Mr McArthur accused Mr Andrews of effectively endorsing a “failed Kennett reform” that has hurt ratepayers for two decades.
“Voters thought Kennett’s rate rise restrictions in the early 1990s were a great idea until they felt the consequences of this reform. There is strong evidence that it severely damaged the development and liveability of all Victorian communities,” Mr McArthur said.
He explained that rate rise restrictions leave councils with two main choices – reduce services relied on by communities or reduce capital spending to maintain assets.
He pointed to the rate capping that has been frustrating councils in New South Wales since 1993, saying that national studies continue to show the quality of NSW local infrastructure is lower than other states as a consequence of years of rate capping.
“Kennett realised the error of his ways in 1997 when his government identified serious issues with the quality of local facilities across Victoria and introduced an infrastructure improvement program,” Mr McArthur said.
He said the Auditor General recently identified that Victorian councils’ annual $225 million asset renewal gap is projected to grow to $2.6 billion by 2026 without serious intervention.
The big rub for councils facing a renewal gap is that assets deteriorate faster than they can fund their maintenance, renewal and replacement costs.
“Over the past decade council rates have risen by $2.5 billion to $4.3 billion while State property taxes rose $2 billion to $4.8 billion and total State taxes grew by $5.7 billion to $15 billion. Will Daniel Andrews also limit State tax growth to CPI and require permission from an independent umpire?” Mr McArthur said.
He said councils could save more than half a billion dollars this year if ratepayers didn’t need to keep stepping in to rescue chronically under-funded state and federal services including emergency management, home and community care, public libraries and kindergartens.
“It is an astonishing double standard that councils were left to tip in $240 million from ratepayers to upgrade 1,100 kindergarten facilities to meet national reforms initiated by federal and state Labor governments,” he said.
In what has emerged as a pattern among political parties in state opposition, this is only the latest instance in recent years where one has gone to an election with a controversial promise to cap rates.

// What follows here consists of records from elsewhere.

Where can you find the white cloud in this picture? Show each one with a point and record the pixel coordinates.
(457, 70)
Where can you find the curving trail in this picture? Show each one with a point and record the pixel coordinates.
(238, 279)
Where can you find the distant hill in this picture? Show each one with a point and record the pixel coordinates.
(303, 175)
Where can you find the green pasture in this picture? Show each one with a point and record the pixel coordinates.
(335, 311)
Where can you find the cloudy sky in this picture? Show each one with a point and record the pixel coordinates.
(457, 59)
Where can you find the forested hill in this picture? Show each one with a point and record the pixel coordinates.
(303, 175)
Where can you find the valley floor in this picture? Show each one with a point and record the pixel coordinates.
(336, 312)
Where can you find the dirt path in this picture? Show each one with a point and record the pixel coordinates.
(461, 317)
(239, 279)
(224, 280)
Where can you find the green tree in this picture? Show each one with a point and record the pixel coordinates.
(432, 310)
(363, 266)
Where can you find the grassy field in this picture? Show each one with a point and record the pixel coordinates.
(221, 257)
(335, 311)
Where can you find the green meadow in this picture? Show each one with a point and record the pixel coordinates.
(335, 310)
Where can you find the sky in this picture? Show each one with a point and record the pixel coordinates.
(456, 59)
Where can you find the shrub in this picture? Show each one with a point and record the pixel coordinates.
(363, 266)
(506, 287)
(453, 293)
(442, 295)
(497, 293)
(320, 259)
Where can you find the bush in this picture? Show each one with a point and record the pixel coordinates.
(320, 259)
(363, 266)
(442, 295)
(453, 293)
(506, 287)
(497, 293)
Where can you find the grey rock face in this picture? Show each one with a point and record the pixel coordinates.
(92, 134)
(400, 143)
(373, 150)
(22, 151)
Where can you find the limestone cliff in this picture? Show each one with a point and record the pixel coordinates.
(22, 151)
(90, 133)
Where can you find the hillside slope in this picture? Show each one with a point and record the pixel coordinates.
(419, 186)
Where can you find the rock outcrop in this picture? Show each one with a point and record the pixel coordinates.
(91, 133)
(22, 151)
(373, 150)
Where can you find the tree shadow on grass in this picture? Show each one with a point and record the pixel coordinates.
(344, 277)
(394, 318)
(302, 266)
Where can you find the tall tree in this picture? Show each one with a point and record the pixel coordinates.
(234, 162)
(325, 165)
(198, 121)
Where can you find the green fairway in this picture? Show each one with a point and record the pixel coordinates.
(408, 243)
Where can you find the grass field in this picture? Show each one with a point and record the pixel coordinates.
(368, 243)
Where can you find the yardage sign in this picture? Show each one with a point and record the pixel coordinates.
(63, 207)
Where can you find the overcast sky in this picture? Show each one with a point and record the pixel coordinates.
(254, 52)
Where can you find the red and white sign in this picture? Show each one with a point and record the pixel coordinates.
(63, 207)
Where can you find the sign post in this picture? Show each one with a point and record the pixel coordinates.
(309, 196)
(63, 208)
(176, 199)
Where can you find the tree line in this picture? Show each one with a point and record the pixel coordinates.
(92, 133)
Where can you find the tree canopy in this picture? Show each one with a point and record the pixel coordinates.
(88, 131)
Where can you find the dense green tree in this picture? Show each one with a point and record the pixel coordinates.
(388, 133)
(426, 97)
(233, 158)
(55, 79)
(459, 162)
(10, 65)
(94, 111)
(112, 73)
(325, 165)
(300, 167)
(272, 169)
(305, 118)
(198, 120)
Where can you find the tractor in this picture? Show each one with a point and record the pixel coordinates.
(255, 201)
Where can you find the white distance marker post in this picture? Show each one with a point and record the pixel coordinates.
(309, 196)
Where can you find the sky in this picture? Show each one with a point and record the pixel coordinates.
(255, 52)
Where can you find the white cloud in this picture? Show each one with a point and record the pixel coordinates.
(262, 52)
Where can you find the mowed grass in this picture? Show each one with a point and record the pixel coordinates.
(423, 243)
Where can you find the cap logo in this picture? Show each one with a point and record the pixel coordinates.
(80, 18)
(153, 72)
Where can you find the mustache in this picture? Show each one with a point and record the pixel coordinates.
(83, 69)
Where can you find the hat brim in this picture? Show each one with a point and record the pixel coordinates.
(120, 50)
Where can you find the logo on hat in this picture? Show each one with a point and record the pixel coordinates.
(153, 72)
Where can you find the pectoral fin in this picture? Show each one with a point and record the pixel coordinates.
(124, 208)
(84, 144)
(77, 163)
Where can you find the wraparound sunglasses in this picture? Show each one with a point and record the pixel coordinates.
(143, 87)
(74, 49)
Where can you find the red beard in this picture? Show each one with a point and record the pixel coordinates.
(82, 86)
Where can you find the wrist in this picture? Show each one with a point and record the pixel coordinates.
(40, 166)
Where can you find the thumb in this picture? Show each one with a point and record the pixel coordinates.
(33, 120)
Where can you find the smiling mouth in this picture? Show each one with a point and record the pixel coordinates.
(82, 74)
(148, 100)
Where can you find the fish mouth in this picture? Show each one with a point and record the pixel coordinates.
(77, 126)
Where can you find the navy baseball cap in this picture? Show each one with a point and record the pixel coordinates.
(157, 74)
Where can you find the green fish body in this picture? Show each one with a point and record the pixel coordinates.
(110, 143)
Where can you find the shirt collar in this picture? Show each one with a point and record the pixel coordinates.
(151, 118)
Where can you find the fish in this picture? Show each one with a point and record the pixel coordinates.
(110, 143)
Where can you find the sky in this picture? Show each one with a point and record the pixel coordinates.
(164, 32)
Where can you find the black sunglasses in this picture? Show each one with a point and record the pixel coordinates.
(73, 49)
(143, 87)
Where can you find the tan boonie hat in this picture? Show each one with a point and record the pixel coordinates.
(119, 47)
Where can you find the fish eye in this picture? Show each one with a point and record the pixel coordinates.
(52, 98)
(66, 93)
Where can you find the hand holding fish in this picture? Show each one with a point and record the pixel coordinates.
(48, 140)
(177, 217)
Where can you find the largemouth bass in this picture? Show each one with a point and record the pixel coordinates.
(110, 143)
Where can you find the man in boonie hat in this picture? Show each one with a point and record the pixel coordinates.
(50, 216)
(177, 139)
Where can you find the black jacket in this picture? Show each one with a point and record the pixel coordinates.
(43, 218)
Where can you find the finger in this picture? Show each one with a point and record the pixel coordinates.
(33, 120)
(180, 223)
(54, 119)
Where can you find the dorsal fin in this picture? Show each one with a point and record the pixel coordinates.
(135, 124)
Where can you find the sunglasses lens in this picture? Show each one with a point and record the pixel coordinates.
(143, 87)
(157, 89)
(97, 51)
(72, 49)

In the lead-up to the March 2013 election in Western Australia, the Labor Opposition led by Mark McGowan made a similar pledge to cap council rates and align them with movements in the CPI, which was dismissed by Western Australian Local Government Association (WALGA) president Troy Pickard as “ill conceived”.
The Colin Barnett Coalition government went on to win the election with a comfortable majority.
Almost exactly a year later when South Australians went to the polls in March 2014, the Opposition Liberal Party promised to cap rates under the pretext of “[easing] the cost of living pressures” and “[saving] hundreds of dollars for South Australian households”.
The South Australian Local Government Association voiced its disagreement to the pledge; saying that it would cripple some council’s capacity to respond to local needs.
Labor Premier Jay Weatherill’s government subsequently won the election.